His devotion to his Olokun was so great that he reciprocated with an enviable health, so much so that he consecrated the saint to his last godson when he was 86 years old. Iyalosha Fermina died at the age of 107, on September 27, 1950, after dedicating her whole life to the African religion. She left this world and joined the Ará Onú, together with the Eggún and the spirits of the past that she always served. Thousands of people attended his funeral ceremony, among them distinguished personalities of the time, as well as brothers and sisters descended from his native Africa.
Currently, the Cabildo Egbado is located at 104 Salamanca Street between Mansaneda and 2 de Mayo. There, we can still witness the most precious treasures of the Iyalosha: her Olokun, her Agogó (bronze bell of Olokun), the four drums consecrated to the orisha, unique in all America, the masks used in the dances, her Yewá and Oduduwá (both egbados orishas) and the Shangó of her godmother Ma Monserrate.
Her Olokun has been the origin of an entire offspring.
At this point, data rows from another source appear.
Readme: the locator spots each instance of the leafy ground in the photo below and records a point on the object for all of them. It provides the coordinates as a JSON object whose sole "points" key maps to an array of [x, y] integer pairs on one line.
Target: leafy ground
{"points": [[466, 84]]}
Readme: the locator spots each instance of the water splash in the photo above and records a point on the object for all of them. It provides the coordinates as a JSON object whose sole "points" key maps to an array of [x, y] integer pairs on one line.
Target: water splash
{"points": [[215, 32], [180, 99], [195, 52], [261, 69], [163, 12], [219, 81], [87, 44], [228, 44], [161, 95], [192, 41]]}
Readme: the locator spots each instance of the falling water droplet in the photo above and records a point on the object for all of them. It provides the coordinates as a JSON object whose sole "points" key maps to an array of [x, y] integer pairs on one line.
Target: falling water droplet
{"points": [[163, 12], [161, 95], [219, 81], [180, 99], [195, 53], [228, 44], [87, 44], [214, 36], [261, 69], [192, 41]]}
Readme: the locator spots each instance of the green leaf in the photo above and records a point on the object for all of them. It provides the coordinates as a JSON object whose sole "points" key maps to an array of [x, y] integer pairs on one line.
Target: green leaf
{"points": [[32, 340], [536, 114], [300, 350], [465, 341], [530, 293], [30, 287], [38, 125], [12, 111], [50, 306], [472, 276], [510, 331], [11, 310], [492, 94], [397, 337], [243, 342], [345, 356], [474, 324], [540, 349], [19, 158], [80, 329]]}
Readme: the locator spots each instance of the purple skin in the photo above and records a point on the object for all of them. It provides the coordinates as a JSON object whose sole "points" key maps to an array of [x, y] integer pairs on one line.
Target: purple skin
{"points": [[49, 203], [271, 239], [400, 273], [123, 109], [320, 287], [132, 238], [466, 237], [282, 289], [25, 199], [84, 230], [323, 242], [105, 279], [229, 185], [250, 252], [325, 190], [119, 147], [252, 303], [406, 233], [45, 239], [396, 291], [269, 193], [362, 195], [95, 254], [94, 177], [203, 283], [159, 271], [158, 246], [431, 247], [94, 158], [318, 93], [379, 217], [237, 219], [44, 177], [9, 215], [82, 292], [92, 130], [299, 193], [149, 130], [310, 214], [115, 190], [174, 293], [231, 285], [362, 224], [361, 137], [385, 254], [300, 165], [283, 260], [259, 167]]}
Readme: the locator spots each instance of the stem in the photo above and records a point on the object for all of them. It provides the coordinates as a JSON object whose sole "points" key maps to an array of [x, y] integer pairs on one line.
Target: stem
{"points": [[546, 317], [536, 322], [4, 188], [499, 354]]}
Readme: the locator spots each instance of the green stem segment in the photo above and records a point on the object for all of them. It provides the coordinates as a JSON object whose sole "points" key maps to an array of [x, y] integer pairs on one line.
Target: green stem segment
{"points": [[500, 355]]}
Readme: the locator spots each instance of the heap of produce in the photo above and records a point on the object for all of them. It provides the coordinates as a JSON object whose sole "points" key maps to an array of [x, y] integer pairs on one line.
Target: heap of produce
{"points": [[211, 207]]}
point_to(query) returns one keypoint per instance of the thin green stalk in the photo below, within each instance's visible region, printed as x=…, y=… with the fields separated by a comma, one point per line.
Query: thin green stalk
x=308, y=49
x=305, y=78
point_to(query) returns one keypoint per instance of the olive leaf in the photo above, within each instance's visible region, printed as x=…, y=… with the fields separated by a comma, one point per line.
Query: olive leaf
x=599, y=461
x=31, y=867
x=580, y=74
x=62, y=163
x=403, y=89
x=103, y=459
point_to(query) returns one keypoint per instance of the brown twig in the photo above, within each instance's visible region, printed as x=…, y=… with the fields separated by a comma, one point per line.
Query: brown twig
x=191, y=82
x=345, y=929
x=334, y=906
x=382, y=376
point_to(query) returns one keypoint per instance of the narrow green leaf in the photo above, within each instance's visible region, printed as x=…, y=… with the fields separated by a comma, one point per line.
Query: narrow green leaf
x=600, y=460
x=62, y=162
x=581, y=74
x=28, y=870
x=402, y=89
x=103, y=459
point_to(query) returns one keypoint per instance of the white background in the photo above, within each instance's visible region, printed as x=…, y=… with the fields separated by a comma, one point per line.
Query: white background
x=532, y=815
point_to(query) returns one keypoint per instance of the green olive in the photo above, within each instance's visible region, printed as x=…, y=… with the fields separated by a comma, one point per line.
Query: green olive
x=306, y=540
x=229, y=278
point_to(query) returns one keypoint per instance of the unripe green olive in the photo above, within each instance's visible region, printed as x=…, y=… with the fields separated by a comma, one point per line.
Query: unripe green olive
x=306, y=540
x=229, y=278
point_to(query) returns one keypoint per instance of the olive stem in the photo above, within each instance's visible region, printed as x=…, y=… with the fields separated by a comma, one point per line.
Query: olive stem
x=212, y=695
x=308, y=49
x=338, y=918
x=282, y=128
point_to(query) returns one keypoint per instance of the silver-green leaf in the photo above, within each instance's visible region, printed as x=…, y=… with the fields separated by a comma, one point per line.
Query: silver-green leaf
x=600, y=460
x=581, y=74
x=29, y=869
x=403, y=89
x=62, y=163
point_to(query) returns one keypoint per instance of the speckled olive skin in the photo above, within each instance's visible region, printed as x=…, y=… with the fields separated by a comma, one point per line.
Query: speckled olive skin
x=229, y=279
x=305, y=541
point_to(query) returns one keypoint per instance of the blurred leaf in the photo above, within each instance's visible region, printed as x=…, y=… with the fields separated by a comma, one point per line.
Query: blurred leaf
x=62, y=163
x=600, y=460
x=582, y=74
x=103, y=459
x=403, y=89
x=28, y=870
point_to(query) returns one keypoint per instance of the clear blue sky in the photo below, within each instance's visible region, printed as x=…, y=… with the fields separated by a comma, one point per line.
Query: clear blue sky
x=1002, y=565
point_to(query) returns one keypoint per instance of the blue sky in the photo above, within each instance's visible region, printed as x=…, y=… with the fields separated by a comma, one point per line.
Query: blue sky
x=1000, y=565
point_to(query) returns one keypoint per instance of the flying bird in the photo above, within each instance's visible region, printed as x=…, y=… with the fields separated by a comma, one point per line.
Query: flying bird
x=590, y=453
Fermina Gómez, without a doubt, revolutionized the Yoruba religion of African worship.
Unfortunately, all these unique elements are in danger of being lost, as the structure of the building threatens to collapse. They are under the custody of a very peculiar character called El Chino and one of Fermina’s descendants, her nephew and godson Alfredo Calvo Cano, who has crowned Aggayú and is known as Obba Tola. Fermina herself gave him Olokun when he was 9 or 10 years old. He is now 76 years old and is Oriaté (master of ceremonies). His fame extends as far as Havana.
Iyalosha Fermina Gómez Pastrana has left a legacy full of tradition, renewal and dedication to the cults of African origin. Her Ashé lives on in her descendants, who have the responsibility of never letting Fermina’s legacy die, a strong, intelligent, charismatic woman, worthy of all the powers that were given to her.